Pre-authorised PCC cells
Specific criteria and principles
The regulations provide for the approval of PCC cells on a product or class basis. This removes the need to provide some of the standard information required with an application. The pre-approval process may only be used where:
- A PCC and its first cell have been subjected to the standard application process and approval issued;
- We have issued express written agreement that the pre-approval process may be used for subsequent cells;
- The terms of the written agreement must be fulfilled at each subsequent application stage: any deviation from the pre-approval agreement may result in that agreement being withdrawn.
Pre-authorised cells are most commonly used for Special Purpose Insurer cells and have the following general characteristics:
- The cell must be owned by an investor(s) already known to the Commission – this may include a fund;
- The cell can only participate in a layer of reinsurance;
- The exposure of each cell must be fully collateralised.
The Commission will consider requests for pre-authorisation of other types of cell on a case-by-case basis.
There is a two-phase application process:
A licensed Insurance Manager seeking to utilise the pre-approved process for a PCC must send Authorisations written details of the likely business to be conducted and the proposed owners. We will write to inform the Insurance Manager as to whether pre-approval has been granted together with the terms on which it has been granted.
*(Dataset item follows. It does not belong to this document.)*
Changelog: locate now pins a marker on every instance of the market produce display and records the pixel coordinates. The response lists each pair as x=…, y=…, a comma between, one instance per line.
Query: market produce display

Once approval has been granted to a particular class of business the Insurance Manager is permitted to set up new cells in the same class of business and finalise the reinsurance contract.
Within seven calendar days of the effective date of the reinsurance contract the following must be supplied to the Commission:
Cell application form
Which must be fully completed, signed, and dated.
Narrative business plan
Which must include details of collateral arrangements.
Spreadsheet business plan
Fully completed, and supports the details in the business plan.
The non-refundable fee.
Confirmation of the date that the cell's reinsurance takes effect.
Confirmation of bank mandate details.
We aim to respond to applicants within 7 calendar days of receipt of an application. However, this timeframe is indicative only, we are not bound by it.
Applicants will receive written confirmation by way of letter.
A pro rata invoice from the effective date of the reinsurance contract will be issued with the letter of confirmation.